Geschrieben am 6. Mai 2015 von für Litmag, LitMag-Lyrik

LitMag-Weltlyrik: Denise Levertov

Denise_Levertov_editO Taste and See

Die Welt ist
nicht genügend in uns.
o Taste and See

sagte das Bibelplakat in der Untergrundbahn, und meinte den HERRN, meinte, wenn irgend etwas, alles Leben, das für die Sprache der Phantasie geschaffen,

Kummer, Gnade, Worte,
Mandarine, Wetter, sie
zu atmen, beißen, schmecken, kauen,
herunterzuschlucken und zu verwandeln

unser aller Sterben in unser
Fleisch, die Straße kreuzen, Pflaume, Quitte,

hungrig sein, und die Frucht
pflücken.

Übersetzung von Christa Langenscheidt

O Taste and See

The world is
not with us enough
O taste and see
the subway Bible poster said,
meaning The Lord, meaning
if anything all that lives
to the imagination’s tongue,
grief, mercy, language,
tangerine, weather, to
breathe them, bite,
savor, chew, swallow, transform
into our flesh our
deaths, crossing the street, plum, quince, living in the orchard and being hungry, and plucking the fruit.

 

Die 1923 in Allford, Essex, England geborene und 1997 in Seattle, USA gestorbene Denise Levertov ist im deutschen Sprachraum wenig bekannt.
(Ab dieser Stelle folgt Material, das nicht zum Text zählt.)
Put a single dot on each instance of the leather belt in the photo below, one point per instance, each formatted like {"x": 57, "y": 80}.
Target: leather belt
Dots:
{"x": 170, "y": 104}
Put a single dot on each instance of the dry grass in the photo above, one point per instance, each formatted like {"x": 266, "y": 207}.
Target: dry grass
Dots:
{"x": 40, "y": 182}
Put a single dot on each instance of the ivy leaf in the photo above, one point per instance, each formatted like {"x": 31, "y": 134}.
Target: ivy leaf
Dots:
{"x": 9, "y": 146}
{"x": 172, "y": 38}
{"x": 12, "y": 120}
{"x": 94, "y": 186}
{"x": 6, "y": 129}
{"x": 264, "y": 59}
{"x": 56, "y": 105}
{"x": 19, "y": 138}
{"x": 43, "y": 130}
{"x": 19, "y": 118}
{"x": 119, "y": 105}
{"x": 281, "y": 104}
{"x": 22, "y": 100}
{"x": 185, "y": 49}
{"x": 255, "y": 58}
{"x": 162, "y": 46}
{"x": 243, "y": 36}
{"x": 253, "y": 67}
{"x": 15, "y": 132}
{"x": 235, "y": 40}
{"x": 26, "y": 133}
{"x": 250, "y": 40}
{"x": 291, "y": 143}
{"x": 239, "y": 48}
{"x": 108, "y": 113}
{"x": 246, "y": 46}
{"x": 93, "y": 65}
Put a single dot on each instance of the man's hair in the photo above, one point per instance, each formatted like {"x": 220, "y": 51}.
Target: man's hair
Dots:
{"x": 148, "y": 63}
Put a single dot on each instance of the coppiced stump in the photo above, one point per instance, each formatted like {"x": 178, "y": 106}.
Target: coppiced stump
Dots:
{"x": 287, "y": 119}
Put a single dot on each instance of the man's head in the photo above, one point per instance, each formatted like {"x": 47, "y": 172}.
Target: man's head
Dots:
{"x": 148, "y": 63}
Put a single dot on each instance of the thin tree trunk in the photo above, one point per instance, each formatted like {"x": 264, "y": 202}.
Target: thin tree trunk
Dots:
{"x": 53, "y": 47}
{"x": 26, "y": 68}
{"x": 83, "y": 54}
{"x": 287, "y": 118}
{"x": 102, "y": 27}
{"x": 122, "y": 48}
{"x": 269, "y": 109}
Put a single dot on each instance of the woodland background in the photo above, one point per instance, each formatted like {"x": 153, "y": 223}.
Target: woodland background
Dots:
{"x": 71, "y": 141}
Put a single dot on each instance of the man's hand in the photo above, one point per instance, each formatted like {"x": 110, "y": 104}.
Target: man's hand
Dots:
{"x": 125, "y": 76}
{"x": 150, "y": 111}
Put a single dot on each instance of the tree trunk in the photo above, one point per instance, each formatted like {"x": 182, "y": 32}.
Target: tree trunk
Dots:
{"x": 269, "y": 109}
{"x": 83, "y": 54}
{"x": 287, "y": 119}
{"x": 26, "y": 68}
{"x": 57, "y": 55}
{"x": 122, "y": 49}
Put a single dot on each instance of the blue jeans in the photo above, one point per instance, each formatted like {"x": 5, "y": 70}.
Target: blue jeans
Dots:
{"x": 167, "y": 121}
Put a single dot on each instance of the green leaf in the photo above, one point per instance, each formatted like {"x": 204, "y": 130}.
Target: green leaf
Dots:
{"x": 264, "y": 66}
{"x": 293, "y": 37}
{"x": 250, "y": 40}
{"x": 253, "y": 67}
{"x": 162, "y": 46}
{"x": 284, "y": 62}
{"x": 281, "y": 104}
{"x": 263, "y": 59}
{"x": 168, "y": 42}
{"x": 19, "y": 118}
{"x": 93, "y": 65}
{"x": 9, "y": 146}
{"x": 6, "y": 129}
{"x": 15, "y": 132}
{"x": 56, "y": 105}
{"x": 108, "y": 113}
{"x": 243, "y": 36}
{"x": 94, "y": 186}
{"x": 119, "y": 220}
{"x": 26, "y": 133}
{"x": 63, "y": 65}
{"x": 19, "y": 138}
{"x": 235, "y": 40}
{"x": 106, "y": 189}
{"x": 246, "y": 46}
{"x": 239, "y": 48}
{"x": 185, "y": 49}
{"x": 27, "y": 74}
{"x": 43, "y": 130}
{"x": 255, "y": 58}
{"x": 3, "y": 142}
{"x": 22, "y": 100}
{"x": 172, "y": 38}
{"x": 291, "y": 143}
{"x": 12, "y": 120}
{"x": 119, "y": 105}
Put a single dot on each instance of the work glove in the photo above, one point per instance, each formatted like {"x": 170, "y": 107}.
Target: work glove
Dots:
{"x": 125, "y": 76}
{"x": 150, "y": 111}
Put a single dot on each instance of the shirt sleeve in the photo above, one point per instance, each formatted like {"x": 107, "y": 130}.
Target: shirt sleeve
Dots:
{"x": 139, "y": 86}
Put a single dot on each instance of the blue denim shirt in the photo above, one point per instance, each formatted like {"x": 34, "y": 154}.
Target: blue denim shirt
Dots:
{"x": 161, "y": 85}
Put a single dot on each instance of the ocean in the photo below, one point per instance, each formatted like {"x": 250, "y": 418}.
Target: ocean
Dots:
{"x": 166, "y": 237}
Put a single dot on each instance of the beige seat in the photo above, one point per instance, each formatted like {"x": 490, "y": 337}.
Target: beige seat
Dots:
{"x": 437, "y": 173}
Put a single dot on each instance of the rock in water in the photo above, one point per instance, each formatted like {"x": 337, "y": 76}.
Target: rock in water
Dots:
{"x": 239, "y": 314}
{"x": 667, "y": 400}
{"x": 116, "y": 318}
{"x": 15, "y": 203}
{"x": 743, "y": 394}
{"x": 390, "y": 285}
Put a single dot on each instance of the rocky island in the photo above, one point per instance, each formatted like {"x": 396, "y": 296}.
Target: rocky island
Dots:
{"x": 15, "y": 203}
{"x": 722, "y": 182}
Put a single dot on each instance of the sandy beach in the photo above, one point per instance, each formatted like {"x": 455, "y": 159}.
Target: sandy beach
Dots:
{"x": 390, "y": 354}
In der neueren US-amerikanischen Literaturszene jedoch galt (und gilt sie immer noch) als eine der wichtigsten lyrischen Stimmen in den ersten Jahrzehnten nach 1945. Sie sei, so schrieb Amy Gerster im „Los Angeles Times Book Review, „one of America’s most respected poets.“

In dem Band „Luftfracht“ (Internationale Poesie zwischen 1940 und 1990, Frankfurt am Main, 1991) schreibt der Herausgeber Harald Hartung über die Lyrikszene der USA in den fünfziger Jahre u.a. „Innerhalb der amerikanischen Massenzivilisation gelang den Dichtern der Ausbruch aus der Vereinzelung in eine enorme (wenn auch vorübergehende Resonanz. Sie befreiten die Lyrik vom Diktat des Akademischen. Man wollte nicht mehr englisch schreiben sondern amerikanisch…In kleinen Freundeszirkeln bereitete sich vor, was man dann ‚Beat-Generation‘ und später ‚Pop art‘ nennen sollte. Die poetologischen Diskussionen wurden in Briefen und kleinen Magazinen geführt.“

Und zu den wichtigsten Lyrikerinnen, die sich in jenen Jahren vor allem in der Zeitschrift „Black Mountain Review“ zu Wort meldeten, gehörte die 1948 aus England in die USA emigrierte Denise Levertov. Sie veröffentlichte eine ganze Reihe von Lyrikbänden, u.a. 1964 den Band dem sie als Titel das hier vorgestellt Gedicht „O Taste and See“ gab. Im AltaQuito-Verlag (Göttingen) erschienen auch einige Gedichtbände von ihr in einer deutschen Übersetzung („Jenseits des Feldes“, 2001; „Luftspiegelung“, 2010; „Modulationen für Solostimme“, 2010).

Neueren literaturwissenschaftlichen Veröffentlichungen deutschsprachiger Autoren kann man entnehmen, dass das Interesse an einer (Wieder-) Entdeckung von Denise Levertov zugenommen hat. Auch scheint die Zeit langsam vorbei zu sein, dass in Lyrikanthologien (wie zum Beispiel in dem Band „Luftfracht“,) fast ausschließlich männliche Autoren als publikationswürdig angesehen wurden. Ein Gedicht von Denise Levertov wurde aber auch mit in die „Luftfracht“ aufgenommen. Immerhin…

Carl Wilhelm Macke

Das Gedicht ist erschienen in Akzente 5/6/1964. Übersetzung von Christa Langenscheidt. Foto: Wikimedia Commons, Autorin: Elsa Dorfman. Quelle.

Nachsatz zur Reihe “Weltlyrik”: Die fast tägliche Konfrontation mit Nachrichten von verfolgten, inhaftierten oder hingerichteten Journalisten lässt gleichzeitig auch den Wunsch nach anderen Bildern und einer anderen Sprache wachsen. Immer wieder erfährt man auch von Journalisten, die nicht nur über das Dunkle und Böse in der Welt recherchieren, sondern auch Gedichte schreiben. Wie heißt es in einem Gedicht von Georgos Seferis „Nur ein Weniges noch/ und wir werden die Mandeln blühen sehen…“ (www.journalistenhelfen.org).